Bivar, in Spanish Vivar, was the name of the ancestral home of the Cid. It is a castle near Burgos, in which the Cid was born in 1040.
patio (Spanish), a court or open space in front of a house. The ti is pronounced as in French question.
buenos dias=good day.
l 18. The full name of the Cid was Rodrigue Ruy Diaz de Bivar, or in Spanish Rodrigo Diaz de Vivar.
campeador. The Spanish word campeador, derived from campear, to be eminent in the field, signifies excellent, pre-eminent, and was the title given to their champion by the Spaniards, The Moors called him the Cid, i.e. Seid, an Arabic word for chief.
pavois, an old word for a large shield, which protected the whole body, and on which the Franks raised the king whom they had elected.
richomme, from the Spanish ricohombre, a title given to the Barons of Aragon.
servidumbre (Spanish), an establishment of servants. In Spanish the last syllable is sounded.
EVIRADNUS. (PAGE 26.)
As far as is known, the story is of Hugo’s own invention. The epoch may be supposed to be the later Middle Ages, the place anywhere in Teuton lands. The proper names are mostly of Hugo’s own invention; some are, however, echoes from German mediaeval history. The poem and another called Le Petit Roi de Galice form a section of the Legende called Les Chevaliers Errants.
l 1. There was a Ladislaus, King of Poland, in the fourteenth, and a Sigismund, Emperor of Germany, in the fifteenth century.
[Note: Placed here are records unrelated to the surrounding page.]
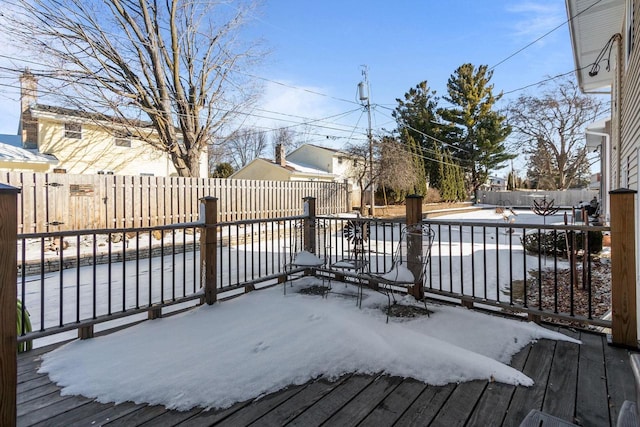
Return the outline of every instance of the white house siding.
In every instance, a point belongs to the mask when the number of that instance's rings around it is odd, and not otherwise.
[[[622,88],[622,101],[619,110],[616,107],[616,94],[613,91],[612,108],[614,114],[620,114],[621,123],[621,151],[620,156],[613,154],[614,162],[613,170],[619,171],[620,187],[629,188],[638,191],[635,200],[636,210],[636,298],[637,307],[640,307],[640,202],[638,196],[640,194],[640,180],[638,171],[640,169],[640,0],[628,0],[633,6],[634,23],[633,23],[633,48],[631,53],[628,52],[628,32],[627,17],[625,13],[621,34],[623,35],[623,58],[617,61],[622,64],[623,73],[622,81],[614,82],[615,90]],[[618,73],[616,73],[617,75]],[[614,121],[614,123],[616,123]],[[614,130],[615,132],[615,130]],[[615,137],[614,137],[615,138]],[[614,141],[617,139],[614,139]],[[613,181],[614,186],[617,181]],[[640,319],[639,319],[640,330]]]
[[[623,96],[621,105],[622,117],[622,151],[620,155],[620,186],[638,188],[638,147],[640,147],[640,0],[633,1],[634,46],[627,61],[626,30],[624,35],[623,64]],[[625,16],[626,20],[626,16]],[[625,21],[623,28],[626,29]]]

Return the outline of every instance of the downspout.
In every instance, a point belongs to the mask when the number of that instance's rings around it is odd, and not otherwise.
[[[605,223],[609,223],[610,210],[609,210],[609,191],[611,191],[611,176],[609,174],[610,169],[610,150],[611,150],[611,136],[605,132],[593,132],[587,130],[587,135],[600,136],[604,138],[602,144],[600,144],[600,203],[602,206],[602,218]]]
[[[616,151],[617,151],[617,171],[616,171],[616,189],[620,188],[622,183],[622,35],[616,33],[614,35],[616,41],[616,79],[618,87],[616,88]]]

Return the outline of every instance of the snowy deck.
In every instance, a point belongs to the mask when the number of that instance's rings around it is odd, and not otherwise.
[[[560,330],[583,344],[540,340],[513,358],[512,366],[535,381],[532,387],[487,381],[434,387],[384,375],[345,376],[217,412],[61,396],[46,375],[37,373],[40,355],[51,349],[45,347],[18,356],[18,425],[517,426],[533,408],[580,425],[615,425],[623,401],[635,400],[628,351],[608,346],[603,335]]]

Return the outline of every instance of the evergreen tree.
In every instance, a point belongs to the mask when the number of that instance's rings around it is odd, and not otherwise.
[[[420,148],[425,176],[432,186],[437,175],[438,163],[428,159],[435,147],[437,139],[436,107],[438,98],[435,91],[429,89],[426,81],[422,81],[404,94],[404,99],[396,99],[398,106],[393,112],[402,141],[412,152],[412,145]],[[416,151],[417,153],[417,151]],[[429,154],[425,156],[425,154]],[[426,188],[425,188],[426,190]]]
[[[457,130],[458,139],[450,143],[457,149],[455,157],[460,159],[460,166],[469,171],[469,186],[474,192],[487,181],[492,169],[503,167],[515,157],[504,145],[511,133],[506,117],[494,111],[502,94],[493,95],[493,85],[489,84],[492,75],[486,65],[458,67],[447,82],[448,96],[444,97],[451,107],[438,110]]]

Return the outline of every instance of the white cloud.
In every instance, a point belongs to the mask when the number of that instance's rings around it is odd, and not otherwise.
[[[507,12],[516,18],[511,24],[516,37],[533,41],[566,21],[562,2],[525,1],[510,5]],[[542,39],[539,43],[544,43]]]
[[[361,116],[356,104],[349,104],[328,95],[329,90],[321,87],[298,86],[292,82],[265,85],[264,96],[245,123],[265,129],[290,127],[306,134],[310,141],[331,145],[335,138],[346,140],[352,136],[362,136],[363,121],[359,129],[354,127]],[[341,116],[343,113],[348,113]]]

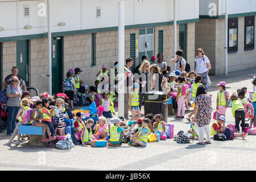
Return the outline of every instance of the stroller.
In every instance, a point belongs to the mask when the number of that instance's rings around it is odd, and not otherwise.
[[[6,129],[6,121],[8,118],[7,107],[0,103],[0,132],[4,132]]]

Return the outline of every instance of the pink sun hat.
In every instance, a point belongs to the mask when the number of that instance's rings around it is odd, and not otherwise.
[[[225,81],[221,81],[218,83],[218,84],[217,84],[217,86],[223,86],[226,87],[226,82]]]

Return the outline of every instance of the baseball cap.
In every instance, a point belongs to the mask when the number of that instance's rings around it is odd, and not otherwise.
[[[120,121],[121,121],[121,120],[119,118],[114,119],[114,120],[113,121],[113,122],[114,122],[114,124],[119,123],[120,122]]]
[[[226,82],[225,81],[221,81],[218,83],[218,84],[217,84],[218,86],[223,86],[226,87]]]
[[[221,115],[218,117],[218,119],[226,122],[226,118],[224,115]]]
[[[169,76],[173,76],[173,77],[176,77],[177,75],[176,75],[175,73],[170,73]]]
[[[40,100],[40,98],[39,98],[39,97],[38,97],[38,96],[35,96],[35,97],[33,97],[31,98],[31,101],[32,101],[33,102],[35,102],[39,100]]]
[[[138,83],[134,83],[133,85],[133,88],[139,88],[139,84]]]
[[[137,123],[141,123],[142,122],[142,120],[143,119],[142,118],[139,118],[139,119],[138,119]]]
[[[151,61],[155,60],[156,60],[156,57],[155,57],[155,56],[152,56],[152,57],[151,57]]]
[[[176,75],[179,76],[180,74],[180,71],[179,70],[176,70],[175,71],[174,71],[174,73],[175,73]]]
[[[77,112],[77,113],[76,113],[76,117],[82,117],[82,113],[81,112]]]
[[[82,72],[82,71],[81,71],[81,69],[79,68],[76,68],[75,69],[75,72]]]

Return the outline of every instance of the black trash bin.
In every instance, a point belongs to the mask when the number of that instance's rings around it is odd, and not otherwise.
[[[165,122],[168,122],[168,94],[160,91],[150,91],[146,93],[144,109],[145,115],[162,114]]]

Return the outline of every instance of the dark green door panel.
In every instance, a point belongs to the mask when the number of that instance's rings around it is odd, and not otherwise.
[[[16,42],[16,67],[18,68],[18,75],[25,81],[27,86],[28,86],[28,40],[19,40]]]
[[[62,92],[63,86],[63,39],[52,38],[52,93]]]

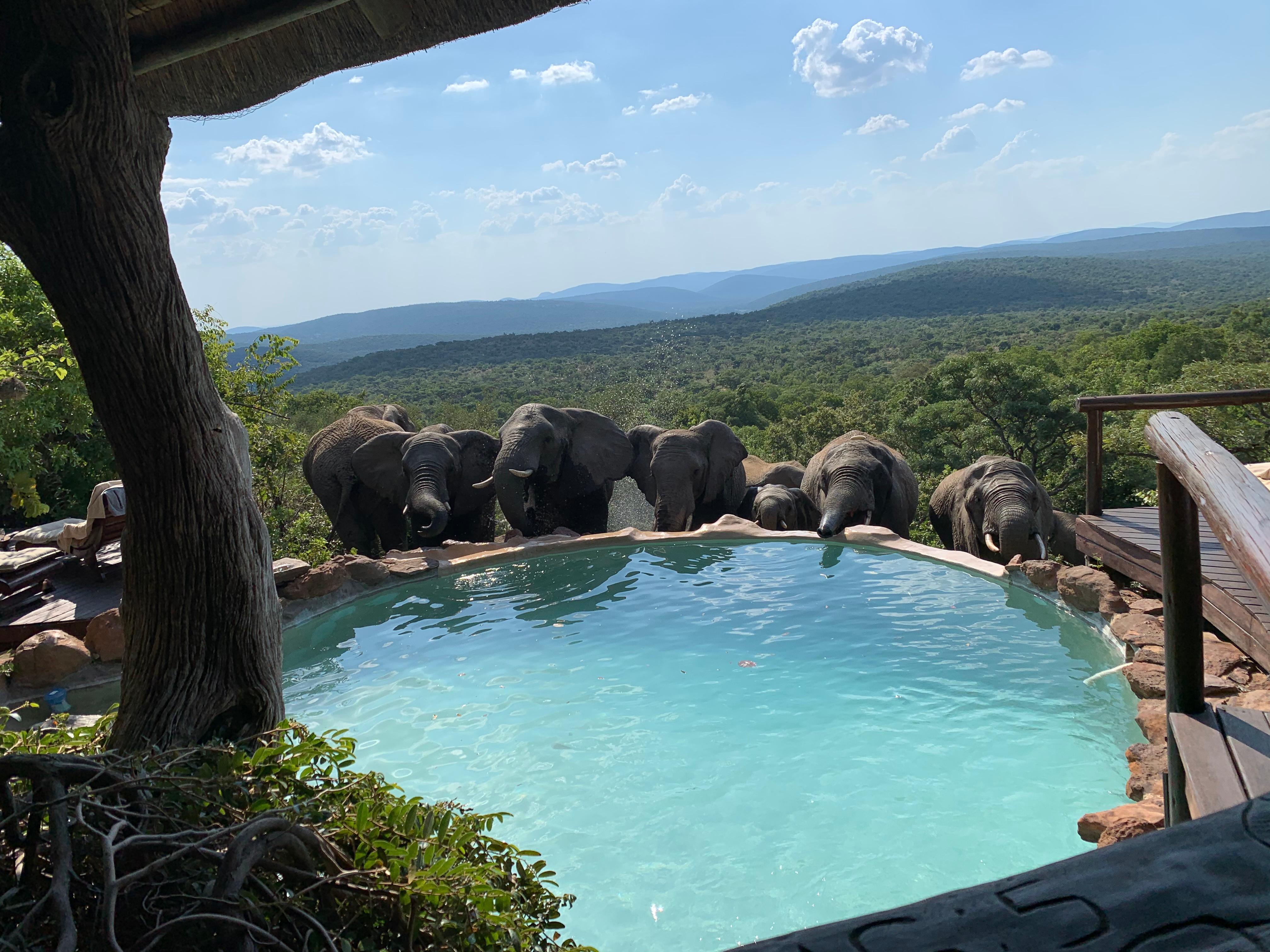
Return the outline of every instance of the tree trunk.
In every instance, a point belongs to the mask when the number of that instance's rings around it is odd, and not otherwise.
[[[168,246],[169,140],[135,93],[124,0],[4,0],[0,239],[57,311],[128,491],[112,741],[133,749],[254,732],[283,713],[245,433]]]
But the personages of the poem are in reality wholly imaginary.
stryge (written also strige), a vampire or demon that wanders about at night. Derived from Latin striga, a bird of night, or a witch.
lemure: Lemures (the singular is very rare) is the Latin lemures, the disembodied spirits which haunted houses and caused terror to the living.
val, valley, The word is now little used and only in poetry, except in the phrase par monts et par vaux.
preux. See note on AYMERILLOT, l 54.
munster (German), cathedral.
bauges, properly the lairs of wild boars.
Amadis, commonly called Amadis of Gaul, the hero of a celebrated mediaeval poem, written originally in Spanish, which recounts his heroism in war and constancy in love. He is the typical knight-errant and true lover.
Baudoin. This is Baldwin, brother of Godfrey of Bouillon. He became King of Jerusalem and died in 1118. During the Crusade he went on a pilgrimage to the Holy City.
Sir G.Young in his Poems from Victor Hugo suggests that Corbus may stand for Cottbus, the capital of Old or Lower Lusatia.